Ultrafiltered dairy offers a rare mix of growth, margin, and modern wellness appeal. Where is the category heading?

Major beverage companies recognized the opportunity early: despite its unglamorous image, ultrafiltered milk showed strong potential. With higher protein and lower sugar and lactose levels, it fits well into health-focused diets and fast-growing ready-to-drink (RTD) formats. As soft drink sales stagnated, dairy emerged as a potential growth alternative.

The Coca-Cola Company was among the first to act. In 2014, it partnered with Select Milk Producers to launch Fair Oaks Farms Brands, later evolving into Fairlife. Its flagship product, Core Power, became a leading high-protein sports drink within the ultrafiltered milk segment. By 2020, Coca-Cola acquired full ownership of Fairlife for nearly $1 billion.

Consumer demand for premium “clean label” dairy has supported consistent double-digit growth. However, competition is now intensifying, and the category is evolving rapidly.

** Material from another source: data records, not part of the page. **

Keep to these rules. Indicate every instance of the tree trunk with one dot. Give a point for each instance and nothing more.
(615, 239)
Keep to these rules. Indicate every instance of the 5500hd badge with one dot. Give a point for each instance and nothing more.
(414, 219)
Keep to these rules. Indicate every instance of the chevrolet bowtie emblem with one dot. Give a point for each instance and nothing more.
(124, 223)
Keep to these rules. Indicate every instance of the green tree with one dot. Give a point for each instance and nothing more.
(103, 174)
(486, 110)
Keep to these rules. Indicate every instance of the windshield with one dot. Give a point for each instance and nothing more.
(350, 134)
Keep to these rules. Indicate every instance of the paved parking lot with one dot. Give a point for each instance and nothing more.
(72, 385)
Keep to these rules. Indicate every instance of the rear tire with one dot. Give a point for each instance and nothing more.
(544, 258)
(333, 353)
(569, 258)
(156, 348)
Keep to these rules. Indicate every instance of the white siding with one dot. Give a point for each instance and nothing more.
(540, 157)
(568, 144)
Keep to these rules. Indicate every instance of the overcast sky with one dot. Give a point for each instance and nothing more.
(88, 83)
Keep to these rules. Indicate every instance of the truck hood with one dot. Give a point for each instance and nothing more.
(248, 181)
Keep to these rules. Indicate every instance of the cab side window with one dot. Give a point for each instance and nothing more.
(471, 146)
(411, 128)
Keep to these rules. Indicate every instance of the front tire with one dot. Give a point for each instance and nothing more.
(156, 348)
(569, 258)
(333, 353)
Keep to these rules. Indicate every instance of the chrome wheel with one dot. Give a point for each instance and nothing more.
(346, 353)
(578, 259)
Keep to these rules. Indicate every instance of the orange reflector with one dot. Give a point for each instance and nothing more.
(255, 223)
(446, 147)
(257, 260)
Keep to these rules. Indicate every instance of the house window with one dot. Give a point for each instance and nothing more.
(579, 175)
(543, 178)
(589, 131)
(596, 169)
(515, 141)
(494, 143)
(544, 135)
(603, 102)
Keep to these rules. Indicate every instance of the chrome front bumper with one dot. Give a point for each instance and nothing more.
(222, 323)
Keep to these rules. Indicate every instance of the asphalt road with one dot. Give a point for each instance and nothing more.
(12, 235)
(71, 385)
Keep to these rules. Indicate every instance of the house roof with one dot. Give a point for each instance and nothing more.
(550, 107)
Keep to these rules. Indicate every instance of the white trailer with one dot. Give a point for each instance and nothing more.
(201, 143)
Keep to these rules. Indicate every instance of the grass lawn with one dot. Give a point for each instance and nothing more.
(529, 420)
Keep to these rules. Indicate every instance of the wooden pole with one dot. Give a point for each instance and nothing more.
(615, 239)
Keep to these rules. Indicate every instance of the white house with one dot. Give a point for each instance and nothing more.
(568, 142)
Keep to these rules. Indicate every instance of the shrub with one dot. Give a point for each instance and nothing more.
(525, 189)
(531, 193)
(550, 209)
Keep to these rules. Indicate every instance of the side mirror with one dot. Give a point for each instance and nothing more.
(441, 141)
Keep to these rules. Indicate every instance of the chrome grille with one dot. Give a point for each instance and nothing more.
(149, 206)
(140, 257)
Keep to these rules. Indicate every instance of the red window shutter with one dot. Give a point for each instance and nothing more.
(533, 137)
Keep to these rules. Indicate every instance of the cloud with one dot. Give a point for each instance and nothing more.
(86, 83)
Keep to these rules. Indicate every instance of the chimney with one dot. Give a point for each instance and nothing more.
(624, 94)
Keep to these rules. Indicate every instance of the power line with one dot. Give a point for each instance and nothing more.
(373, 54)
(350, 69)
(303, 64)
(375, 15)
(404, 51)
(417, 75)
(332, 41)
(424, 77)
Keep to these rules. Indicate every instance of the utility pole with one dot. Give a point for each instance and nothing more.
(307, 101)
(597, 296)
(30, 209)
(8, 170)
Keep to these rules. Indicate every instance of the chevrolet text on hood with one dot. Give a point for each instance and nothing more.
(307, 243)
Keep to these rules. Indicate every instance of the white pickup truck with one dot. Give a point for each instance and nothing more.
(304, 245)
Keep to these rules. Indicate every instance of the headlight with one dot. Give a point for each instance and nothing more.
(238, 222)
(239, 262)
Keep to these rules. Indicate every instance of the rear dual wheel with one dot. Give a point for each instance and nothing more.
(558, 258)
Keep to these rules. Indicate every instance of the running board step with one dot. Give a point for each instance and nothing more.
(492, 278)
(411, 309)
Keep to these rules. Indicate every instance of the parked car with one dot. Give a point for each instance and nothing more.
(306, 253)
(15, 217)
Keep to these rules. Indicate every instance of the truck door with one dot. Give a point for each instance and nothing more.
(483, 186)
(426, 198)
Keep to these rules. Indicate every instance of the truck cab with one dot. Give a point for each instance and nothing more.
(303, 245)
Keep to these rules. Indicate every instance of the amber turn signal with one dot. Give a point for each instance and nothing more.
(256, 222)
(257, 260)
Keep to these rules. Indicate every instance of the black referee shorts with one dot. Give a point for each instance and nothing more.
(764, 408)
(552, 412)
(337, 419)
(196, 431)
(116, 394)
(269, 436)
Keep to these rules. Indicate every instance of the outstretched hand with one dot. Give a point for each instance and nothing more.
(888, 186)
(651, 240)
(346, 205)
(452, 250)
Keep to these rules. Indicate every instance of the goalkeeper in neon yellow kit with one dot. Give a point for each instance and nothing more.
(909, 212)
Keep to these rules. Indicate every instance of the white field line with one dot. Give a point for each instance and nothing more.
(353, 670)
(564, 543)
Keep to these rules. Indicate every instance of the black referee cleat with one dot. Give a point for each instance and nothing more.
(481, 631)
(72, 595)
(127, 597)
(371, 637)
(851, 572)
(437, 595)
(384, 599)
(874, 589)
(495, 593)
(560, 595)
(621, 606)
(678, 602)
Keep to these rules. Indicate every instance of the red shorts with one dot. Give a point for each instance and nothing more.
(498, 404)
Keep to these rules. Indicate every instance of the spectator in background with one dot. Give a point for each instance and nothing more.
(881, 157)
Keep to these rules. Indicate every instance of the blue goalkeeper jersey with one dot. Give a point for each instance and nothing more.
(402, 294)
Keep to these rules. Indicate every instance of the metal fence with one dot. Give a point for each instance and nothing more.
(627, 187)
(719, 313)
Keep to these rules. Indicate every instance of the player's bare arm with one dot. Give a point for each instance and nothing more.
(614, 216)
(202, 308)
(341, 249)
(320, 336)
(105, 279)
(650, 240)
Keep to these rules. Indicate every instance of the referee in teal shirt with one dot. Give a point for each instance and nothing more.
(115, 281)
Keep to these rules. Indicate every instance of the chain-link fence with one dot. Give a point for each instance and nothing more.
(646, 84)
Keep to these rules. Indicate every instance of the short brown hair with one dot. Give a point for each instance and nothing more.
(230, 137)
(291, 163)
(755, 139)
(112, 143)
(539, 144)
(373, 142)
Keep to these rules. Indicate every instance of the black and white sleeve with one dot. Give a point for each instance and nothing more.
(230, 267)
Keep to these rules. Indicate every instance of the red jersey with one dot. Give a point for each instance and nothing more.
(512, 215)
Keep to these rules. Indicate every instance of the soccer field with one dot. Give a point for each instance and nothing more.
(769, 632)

Premium product with strong demand

Ultrafiltered milk stands out nutritionally: about 50% more protein, 50% less sugar, and no lactose. Although it represents only 7% of total milk sales, it continues to grow strongly—value sales rose 14.8% and volume 5.5% over the past year, according to Circana.

Growth in the U.S. is starting to moderate, but this reflects category maturation rather than decline. Fairlife still dominates (around 96% of value sales), while Darigold FIT has rapidly expanded, more than doubling sales year-over-year. New entrants such as Byrne Dairy, DairyPure Milk50, and Pioneer Pastures are also gaining traction.

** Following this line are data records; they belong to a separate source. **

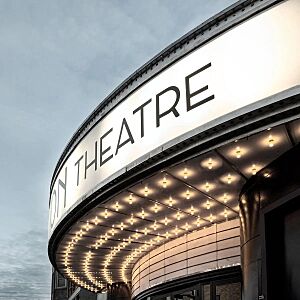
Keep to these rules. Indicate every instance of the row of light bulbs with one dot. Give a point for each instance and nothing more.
(210, 162)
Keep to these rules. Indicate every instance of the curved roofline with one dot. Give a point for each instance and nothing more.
(200, 35)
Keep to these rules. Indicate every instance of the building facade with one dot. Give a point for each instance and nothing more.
(183, 182)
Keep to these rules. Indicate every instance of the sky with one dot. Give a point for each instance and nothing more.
(58, 60)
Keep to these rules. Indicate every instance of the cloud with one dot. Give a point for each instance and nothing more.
(24, 268)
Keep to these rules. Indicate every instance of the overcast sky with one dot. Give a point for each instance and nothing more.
(58, 60)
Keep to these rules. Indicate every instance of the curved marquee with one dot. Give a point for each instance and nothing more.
(257, 59)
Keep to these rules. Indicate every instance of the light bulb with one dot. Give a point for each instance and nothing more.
(166, 221)
(155, 225)
(238, 152)
(185, 173)
(164, 182)
(254, 170)
(186, 226)
(207, 204)
(210, 163)
(146, 191)
(271, 141)
(229, 178)
(225, 198)
(130, 199)
(131, 220)
(192, 210)
(207, 187)
(187, 194)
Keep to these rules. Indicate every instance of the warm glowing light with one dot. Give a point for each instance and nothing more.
(271, 141)
(229, 178)
(207, 187)
(185, 173)
(131, 220)
(238, 152)
(207, 204)
(113, 230)
(225, 213)
(164, 182)
(130, 199)
(225, 197)
(253, 169)
(146, 191)
(143, 214)
(187, 194)
(186, 226)
(155, 225)
(210, 163)
(192, 210)
(166, 221)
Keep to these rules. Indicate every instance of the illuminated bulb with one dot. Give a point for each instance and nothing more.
(146, 191)
(207, 204)
(166, 221)
(87, 226)
(96, 220)
(225, 213)
(186, 226)
(113, 231)
(238, 152)
(164, 182)
(207, 187)
(192, 210)
(229, 178)
(187, 194)
(155, 225)
(143, 214)
(225, 198)
(254, 170)
(210, 164)
(271, 141)
(185, 173)
(130, 199)
(131, 219)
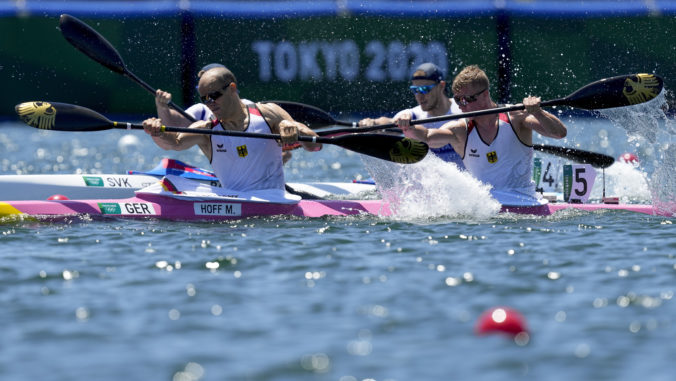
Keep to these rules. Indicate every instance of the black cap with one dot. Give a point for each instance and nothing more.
(211, 66)
(428, 71)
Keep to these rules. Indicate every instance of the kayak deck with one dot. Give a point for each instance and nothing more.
(164, 207)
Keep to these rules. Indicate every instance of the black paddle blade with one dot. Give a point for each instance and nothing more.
(620, 91)
(309, 115)
(91, 43)
(386, 147)
(61, 117)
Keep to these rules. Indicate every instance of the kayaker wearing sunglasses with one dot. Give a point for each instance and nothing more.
(496, 148)
(240, 163)
(198, 111)
(429, 88)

The category mainly attracts higher-income consumers, millennials, and young families. Its premium pricing—e.g., Fairlife priced significantly above regular milk—creates both barriers and opportunities.

New formats and competitive pressure

While Fairlife leads, competitors are scaling up. Byrne Dairy focuses on local sourcing and is investing in bottling capacity. DairyPure Milk50, from Dairy Farmers of America, competes with a slightly lower price point. Pioneer Pastures emphasizes community-driven branding.

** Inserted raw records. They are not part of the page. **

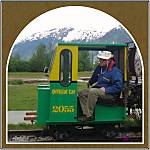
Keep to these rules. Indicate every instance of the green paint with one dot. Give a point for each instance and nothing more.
(63, 103)
(43, 104)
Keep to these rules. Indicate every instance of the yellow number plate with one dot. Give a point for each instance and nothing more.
(63, 109)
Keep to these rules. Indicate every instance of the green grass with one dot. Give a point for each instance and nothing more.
(24, 126)
(85, 74)
(26, 75)
(22, 97)
(40, 74)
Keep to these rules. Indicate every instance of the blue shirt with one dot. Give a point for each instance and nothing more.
(112, 80)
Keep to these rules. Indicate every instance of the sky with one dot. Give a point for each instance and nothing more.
(78, 17)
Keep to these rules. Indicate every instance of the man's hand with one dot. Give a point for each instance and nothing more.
(103, 89)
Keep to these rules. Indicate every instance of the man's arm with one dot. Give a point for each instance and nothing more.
(94, 77)
(117, 83)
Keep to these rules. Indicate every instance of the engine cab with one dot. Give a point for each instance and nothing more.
(58, 101)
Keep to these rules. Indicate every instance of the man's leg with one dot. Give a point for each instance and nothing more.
(83, 96)
(94, 94)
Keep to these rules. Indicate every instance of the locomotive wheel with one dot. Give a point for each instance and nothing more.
(60, 133)
(109, 133)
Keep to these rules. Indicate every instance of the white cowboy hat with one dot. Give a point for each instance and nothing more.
(105, 55)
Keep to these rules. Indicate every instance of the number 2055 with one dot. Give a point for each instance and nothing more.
(66, 109)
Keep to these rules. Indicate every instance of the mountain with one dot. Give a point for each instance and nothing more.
(28, 46)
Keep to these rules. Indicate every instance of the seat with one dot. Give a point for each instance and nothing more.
(116, 101)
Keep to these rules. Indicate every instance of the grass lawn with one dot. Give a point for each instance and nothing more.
(24, 126)
(26, 75)
(24, 96)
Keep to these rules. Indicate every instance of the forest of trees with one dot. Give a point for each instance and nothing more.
(41, 58)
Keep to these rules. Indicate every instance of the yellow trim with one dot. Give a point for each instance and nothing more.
(125, 64)
(54, 74)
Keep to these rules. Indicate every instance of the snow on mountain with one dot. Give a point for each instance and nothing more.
(49, 38)
(83, 35)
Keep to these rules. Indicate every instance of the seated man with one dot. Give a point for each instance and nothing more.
(106, 83)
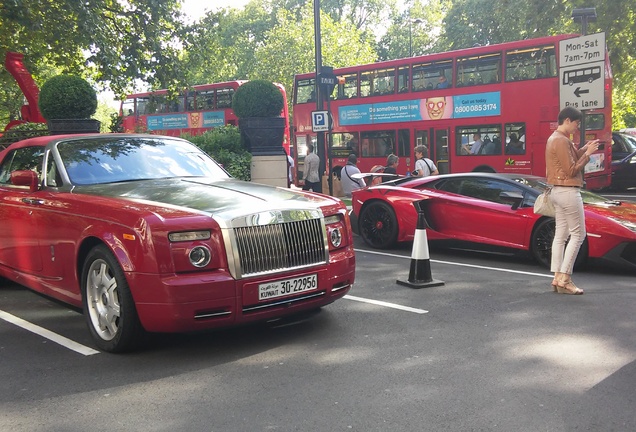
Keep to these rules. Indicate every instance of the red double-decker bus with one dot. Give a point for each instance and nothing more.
(507, 93)
(193, 111)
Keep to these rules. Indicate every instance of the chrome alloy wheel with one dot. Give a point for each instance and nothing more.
(102, 295)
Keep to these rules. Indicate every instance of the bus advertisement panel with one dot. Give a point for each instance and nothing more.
(199, 109)
(503, 97)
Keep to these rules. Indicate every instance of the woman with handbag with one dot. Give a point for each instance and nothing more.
(565, 165)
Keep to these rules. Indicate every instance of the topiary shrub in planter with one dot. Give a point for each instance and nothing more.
(67, 102)
(258, 105)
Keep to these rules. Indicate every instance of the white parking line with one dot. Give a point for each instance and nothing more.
(460, 264)
(61, 340)
(386, 304)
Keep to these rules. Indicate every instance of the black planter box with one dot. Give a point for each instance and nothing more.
(263, 136)
(73, 126)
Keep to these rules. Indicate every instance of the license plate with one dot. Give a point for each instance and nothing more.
(287, 287)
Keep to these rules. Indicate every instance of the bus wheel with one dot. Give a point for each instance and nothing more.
(378, 225)
(541, 245)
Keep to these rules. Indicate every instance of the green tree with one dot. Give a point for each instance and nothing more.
(414, 31)
(253, 44)
(112, 41)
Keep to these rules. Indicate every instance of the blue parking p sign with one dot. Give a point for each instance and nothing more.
(320, 121)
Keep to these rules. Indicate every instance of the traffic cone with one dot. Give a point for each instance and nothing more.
(420, 272)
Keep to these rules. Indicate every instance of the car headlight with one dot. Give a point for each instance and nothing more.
(627, 224)
(189, 236)
(335, 237)
(200, 256)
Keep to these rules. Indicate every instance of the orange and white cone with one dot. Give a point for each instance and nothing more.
(420, 272)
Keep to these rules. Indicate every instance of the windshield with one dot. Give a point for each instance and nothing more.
(539, 184)
(117, 159)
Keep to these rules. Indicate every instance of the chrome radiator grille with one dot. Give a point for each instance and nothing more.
(280, 246)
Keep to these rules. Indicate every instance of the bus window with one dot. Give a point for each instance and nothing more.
(377, 143)
(594, 122)
(366, 78)
(224, 98)
(403, 79)
(190, 101)
(384, 81)
(343, 144)
(128, 107)
(478, 70)
(155, 104)
(205, 100)
(404, 143)
(531, 63)
(349, 89)
(478, 140)
(305, 91)
(426, 76)
(515, 138)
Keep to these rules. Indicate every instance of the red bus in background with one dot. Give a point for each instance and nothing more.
(508, 93)
(194, 111)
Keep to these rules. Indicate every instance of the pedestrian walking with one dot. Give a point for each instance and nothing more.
(565, 165)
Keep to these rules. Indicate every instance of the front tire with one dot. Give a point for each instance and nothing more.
(541, 245)
(109, 308)
(378, 225)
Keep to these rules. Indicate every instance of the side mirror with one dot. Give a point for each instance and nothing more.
(514, 198)
(26, 178)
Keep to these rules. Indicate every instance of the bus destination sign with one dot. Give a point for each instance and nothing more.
(582, 72)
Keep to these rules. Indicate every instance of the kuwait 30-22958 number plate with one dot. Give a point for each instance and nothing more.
(287, 286)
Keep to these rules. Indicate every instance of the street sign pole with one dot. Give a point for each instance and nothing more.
(320, 136)
(583, 15)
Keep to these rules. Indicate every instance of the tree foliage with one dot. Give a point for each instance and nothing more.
(112, 41)
(115, 43)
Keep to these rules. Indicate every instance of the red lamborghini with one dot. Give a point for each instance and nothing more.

Private labels are also expanding quickly, with sales up 20% year-over-year. Retailers are investing in innovation, especially in high-protein and functional dairy products.

Health trends drive the category

Health and wellness remain the primary growth drivers. Filtration enhances milk without additives, aligning with consumer demand for fewer artificial ingredients.

Consumers are increasingly avoiding ultra-processed foods and seeking more protein, less sugar, and better nutritional profiles—partly influenced by trends such as GLP-1 usage. Ultrafiltered milk fits these needs: high protein, low sugar, lactose-free, and often with added calcium benefits.

The technology is also spreading to other categories, including yogurt (e.g., Too Good, Oikos Pro) and some cheeses.

Regular milk is also stabilizing

Beyond the premium segment, traditional liquid milk is seeing renewed interest after decades of decline in the U.S. Sales volumes stabilized in 2024–2025, supported by the same health trends.

Consumers are returning to dairy for its protein content and perceived health benefits, with whole milk leading the recovery. Updated dietary guidelines emphasizing protein and full-fat dairy further support this shift.

Overall, the sector is entering a dynamic phase. For companies targeting premium ultrafiltered dairy, there are significant opportunities for growth, innovation, and new product formats.